LBMKGC: Large Model-Driven Balanced Multimodal Knowledge Graph Completion

Yuan Guo; Qian Ma; Hui Li; Qiao Ning; Furui Zhan; Yu Gu; Ge Yu; Shikai Guo

LBMKGC: Large Model-Driven Balanced Multimodal Knowledge Graph Completion

Yuan Guo, Qian Ma, Hui Li, Qiao Ning, Furui Zhan, Yu Gu, Ge Yu, Shikai Guo

Published: 18 Sept 2025, Last Modified: 29 Oct 2025NeurIPS 2025 posterEveryoneRevisionsBibTeXCC BY-NC 4.0

Keywords: Multi-modal Knowledge Graphs, Knowledge Graph Completion, Cross-modal Interaction, Large Vision-Language Model

TL;DR: To tackle the challenges of imbalance and heterogeneity in multimodal knowledge graph completion (MKGC), this paper proposes a novel MMKGC framework that uses a large vision-language model, cross-modal alignment, and adaptive multimodal fusion.

Abstract: Multi-modal Knowledge Graph Completion (MMKGC) aims to predict missing entities, relations, or attributes in knowledge graphs by collaboratively modeling the triple structure and multimodal information (e.g., text, images, videos) associated with entities.
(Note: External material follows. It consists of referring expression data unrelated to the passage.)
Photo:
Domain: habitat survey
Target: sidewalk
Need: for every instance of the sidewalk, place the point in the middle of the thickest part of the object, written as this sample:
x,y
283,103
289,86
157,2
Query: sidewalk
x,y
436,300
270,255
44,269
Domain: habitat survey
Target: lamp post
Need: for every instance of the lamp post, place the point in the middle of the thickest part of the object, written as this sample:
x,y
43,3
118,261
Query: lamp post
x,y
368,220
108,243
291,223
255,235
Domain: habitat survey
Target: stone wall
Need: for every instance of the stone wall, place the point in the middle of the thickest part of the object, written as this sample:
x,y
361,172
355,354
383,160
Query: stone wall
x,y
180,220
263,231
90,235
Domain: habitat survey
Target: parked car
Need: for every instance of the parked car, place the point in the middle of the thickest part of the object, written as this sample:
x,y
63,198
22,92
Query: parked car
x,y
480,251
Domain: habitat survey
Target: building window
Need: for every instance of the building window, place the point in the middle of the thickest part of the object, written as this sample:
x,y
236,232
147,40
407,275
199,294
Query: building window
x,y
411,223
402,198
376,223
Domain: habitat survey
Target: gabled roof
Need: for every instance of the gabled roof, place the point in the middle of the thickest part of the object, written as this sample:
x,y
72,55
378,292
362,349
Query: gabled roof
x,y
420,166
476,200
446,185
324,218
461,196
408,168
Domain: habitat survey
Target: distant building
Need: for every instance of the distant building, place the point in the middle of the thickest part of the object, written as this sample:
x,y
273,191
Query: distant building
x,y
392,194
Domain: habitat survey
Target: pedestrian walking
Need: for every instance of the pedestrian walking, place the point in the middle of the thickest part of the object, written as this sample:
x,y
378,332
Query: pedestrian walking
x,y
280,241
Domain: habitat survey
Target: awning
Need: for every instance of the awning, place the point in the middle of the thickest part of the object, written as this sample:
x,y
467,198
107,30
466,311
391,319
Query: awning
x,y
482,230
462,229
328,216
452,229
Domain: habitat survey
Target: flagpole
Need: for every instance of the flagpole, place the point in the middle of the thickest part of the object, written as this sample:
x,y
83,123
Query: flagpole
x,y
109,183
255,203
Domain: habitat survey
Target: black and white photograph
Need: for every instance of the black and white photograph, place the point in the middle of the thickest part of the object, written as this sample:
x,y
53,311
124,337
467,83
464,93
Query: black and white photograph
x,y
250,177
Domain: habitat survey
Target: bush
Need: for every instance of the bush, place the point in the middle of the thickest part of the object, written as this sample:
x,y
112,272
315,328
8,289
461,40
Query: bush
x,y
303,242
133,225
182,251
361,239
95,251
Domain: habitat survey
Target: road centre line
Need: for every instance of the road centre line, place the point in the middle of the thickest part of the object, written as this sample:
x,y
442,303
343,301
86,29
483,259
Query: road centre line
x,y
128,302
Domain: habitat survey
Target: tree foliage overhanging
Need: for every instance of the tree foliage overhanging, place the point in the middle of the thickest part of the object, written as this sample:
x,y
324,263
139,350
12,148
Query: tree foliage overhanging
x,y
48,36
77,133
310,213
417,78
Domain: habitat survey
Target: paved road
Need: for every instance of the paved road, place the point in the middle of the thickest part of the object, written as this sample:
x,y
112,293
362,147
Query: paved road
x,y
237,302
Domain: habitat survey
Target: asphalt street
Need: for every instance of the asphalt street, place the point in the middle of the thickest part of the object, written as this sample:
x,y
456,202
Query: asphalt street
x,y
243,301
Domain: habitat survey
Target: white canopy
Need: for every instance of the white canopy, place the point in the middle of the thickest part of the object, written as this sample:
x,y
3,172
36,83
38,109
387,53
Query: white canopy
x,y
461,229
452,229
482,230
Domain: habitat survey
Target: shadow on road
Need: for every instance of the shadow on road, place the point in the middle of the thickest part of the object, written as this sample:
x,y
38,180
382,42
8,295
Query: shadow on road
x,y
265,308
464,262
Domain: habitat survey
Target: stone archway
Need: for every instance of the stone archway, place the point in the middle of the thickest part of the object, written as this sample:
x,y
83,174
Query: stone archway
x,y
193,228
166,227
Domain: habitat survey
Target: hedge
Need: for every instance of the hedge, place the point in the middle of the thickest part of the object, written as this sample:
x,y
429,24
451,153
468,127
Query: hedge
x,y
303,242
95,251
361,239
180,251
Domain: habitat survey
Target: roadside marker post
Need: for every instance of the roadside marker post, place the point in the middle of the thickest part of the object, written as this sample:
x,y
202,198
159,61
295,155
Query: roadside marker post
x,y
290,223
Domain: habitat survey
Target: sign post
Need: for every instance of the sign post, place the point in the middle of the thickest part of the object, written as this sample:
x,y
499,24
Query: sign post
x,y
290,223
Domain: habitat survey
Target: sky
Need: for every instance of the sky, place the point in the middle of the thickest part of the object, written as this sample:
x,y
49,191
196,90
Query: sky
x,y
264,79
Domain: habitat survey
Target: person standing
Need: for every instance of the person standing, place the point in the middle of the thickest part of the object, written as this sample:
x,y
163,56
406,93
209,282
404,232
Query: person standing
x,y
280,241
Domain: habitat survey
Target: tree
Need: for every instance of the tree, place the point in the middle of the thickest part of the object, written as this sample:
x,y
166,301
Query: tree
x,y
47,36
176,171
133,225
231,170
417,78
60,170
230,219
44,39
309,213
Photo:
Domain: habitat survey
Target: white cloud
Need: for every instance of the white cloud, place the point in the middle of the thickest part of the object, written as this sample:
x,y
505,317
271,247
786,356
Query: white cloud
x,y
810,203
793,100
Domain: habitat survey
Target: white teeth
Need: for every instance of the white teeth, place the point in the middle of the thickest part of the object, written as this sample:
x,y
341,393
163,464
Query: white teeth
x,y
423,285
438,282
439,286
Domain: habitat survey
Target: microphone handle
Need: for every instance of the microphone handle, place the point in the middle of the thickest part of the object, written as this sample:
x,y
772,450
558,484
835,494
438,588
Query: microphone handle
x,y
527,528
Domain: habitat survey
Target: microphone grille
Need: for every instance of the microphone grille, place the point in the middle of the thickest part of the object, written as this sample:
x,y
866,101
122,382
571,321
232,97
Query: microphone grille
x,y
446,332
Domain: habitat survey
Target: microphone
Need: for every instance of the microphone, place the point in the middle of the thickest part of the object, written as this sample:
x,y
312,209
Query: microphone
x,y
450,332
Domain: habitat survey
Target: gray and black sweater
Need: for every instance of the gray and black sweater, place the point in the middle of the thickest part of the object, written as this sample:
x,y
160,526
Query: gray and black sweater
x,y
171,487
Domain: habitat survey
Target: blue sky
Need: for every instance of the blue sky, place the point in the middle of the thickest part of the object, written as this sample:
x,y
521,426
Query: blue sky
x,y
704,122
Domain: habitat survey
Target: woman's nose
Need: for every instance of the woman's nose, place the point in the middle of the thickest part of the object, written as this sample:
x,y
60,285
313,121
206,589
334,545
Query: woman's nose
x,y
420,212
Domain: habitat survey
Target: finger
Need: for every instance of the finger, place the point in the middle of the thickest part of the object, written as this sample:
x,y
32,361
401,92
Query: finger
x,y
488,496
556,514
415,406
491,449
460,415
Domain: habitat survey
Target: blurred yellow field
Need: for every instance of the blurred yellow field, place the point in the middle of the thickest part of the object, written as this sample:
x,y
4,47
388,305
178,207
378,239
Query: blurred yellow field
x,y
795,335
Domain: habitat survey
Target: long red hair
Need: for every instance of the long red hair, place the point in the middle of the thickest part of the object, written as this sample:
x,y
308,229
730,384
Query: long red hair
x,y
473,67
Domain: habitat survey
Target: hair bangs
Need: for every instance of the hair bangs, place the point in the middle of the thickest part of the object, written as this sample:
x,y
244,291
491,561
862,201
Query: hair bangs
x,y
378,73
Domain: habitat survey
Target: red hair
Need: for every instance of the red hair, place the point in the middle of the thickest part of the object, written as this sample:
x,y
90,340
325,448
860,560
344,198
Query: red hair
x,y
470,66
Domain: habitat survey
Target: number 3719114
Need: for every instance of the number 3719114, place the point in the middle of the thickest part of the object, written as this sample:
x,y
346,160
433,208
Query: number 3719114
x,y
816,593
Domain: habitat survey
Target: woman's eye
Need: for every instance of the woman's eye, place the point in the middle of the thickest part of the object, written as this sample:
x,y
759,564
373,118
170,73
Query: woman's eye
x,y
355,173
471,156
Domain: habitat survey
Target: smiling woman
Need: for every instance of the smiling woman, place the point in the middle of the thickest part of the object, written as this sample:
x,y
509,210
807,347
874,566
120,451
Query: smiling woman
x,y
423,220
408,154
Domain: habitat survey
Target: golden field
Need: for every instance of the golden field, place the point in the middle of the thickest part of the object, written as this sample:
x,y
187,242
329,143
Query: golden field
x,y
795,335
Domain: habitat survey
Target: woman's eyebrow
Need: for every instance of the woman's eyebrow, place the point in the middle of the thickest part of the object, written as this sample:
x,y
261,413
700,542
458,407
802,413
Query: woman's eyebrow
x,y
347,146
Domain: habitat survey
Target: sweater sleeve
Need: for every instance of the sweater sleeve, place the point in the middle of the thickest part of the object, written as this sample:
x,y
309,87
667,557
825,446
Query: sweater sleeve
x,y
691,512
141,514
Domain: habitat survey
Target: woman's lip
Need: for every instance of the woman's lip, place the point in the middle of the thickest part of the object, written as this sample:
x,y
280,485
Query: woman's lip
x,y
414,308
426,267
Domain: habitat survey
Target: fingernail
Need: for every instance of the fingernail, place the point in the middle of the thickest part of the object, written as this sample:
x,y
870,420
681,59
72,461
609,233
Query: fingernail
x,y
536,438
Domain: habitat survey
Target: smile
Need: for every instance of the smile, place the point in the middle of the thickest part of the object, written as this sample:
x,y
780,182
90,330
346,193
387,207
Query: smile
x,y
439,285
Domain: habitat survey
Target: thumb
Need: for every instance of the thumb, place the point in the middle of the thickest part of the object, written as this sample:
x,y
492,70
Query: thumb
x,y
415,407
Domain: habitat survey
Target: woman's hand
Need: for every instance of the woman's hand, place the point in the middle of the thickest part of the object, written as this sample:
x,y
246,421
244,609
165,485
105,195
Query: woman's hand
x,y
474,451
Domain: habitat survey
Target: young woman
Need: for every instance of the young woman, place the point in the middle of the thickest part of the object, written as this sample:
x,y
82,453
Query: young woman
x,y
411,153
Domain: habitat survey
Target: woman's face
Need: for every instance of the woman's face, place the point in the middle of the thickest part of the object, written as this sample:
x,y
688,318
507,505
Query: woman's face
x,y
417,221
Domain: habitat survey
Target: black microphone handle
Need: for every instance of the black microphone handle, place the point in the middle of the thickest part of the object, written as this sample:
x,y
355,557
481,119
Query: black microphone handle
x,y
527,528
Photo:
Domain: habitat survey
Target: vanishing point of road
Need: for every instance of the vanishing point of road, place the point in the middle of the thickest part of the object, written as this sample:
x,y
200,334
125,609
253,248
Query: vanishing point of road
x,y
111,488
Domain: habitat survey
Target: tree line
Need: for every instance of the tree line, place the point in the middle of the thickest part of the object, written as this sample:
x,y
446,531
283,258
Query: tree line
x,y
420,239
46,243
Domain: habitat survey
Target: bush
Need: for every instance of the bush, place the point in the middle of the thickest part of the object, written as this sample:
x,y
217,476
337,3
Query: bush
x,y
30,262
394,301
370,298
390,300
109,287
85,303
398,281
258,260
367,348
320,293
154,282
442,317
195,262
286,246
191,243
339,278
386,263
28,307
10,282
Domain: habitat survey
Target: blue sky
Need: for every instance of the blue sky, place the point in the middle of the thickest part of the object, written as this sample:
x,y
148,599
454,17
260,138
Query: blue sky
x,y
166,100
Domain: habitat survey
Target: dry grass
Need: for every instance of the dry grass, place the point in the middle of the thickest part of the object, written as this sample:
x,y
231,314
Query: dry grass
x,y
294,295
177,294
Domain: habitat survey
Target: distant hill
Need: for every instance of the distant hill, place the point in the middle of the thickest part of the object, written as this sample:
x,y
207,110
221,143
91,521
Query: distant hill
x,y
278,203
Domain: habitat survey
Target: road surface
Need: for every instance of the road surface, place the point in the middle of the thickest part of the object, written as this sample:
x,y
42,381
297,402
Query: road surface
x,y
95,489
This approach facilitates the automatic discovery of previously unobserved factual knowledge. However, existing MMKGC methods encounter several critical challenges: (i) the imbalance of inter-entity information across different modalities; (ii) the heterogeneity of intra-entity multimodal information; and (iii) for a given entity, the informational contributions of different modalities are inconsistent across contexts. In this paper, we propose a novel **L**arge model-driven **B**alanced **M**ultimodal **K**nowledge **G**raph **C**ompletion framework, termed LBMKGC. Subsequently, to bridge the semantic gap between heterogeneous modalities, LBMKGC aligns the multimodal embeddings of entities semantically by using the CLIP (Contrastive Language-Image Pre-Training) model. Furthermore, LBMKGC adaptively fuses multimodal embeddings with relational guidance by distinguishing between the perceptual and conceptual attributes of triples. Finally, extensive experiments conducted against 21 state-of-the-art baselines demonstrate that LBMKGC achieves superior performance across diverse datasets and scenarios while maintaining efficiency and generalizability. Our code and data are publicly available at: https://github.com/guoynow/LBMKGC.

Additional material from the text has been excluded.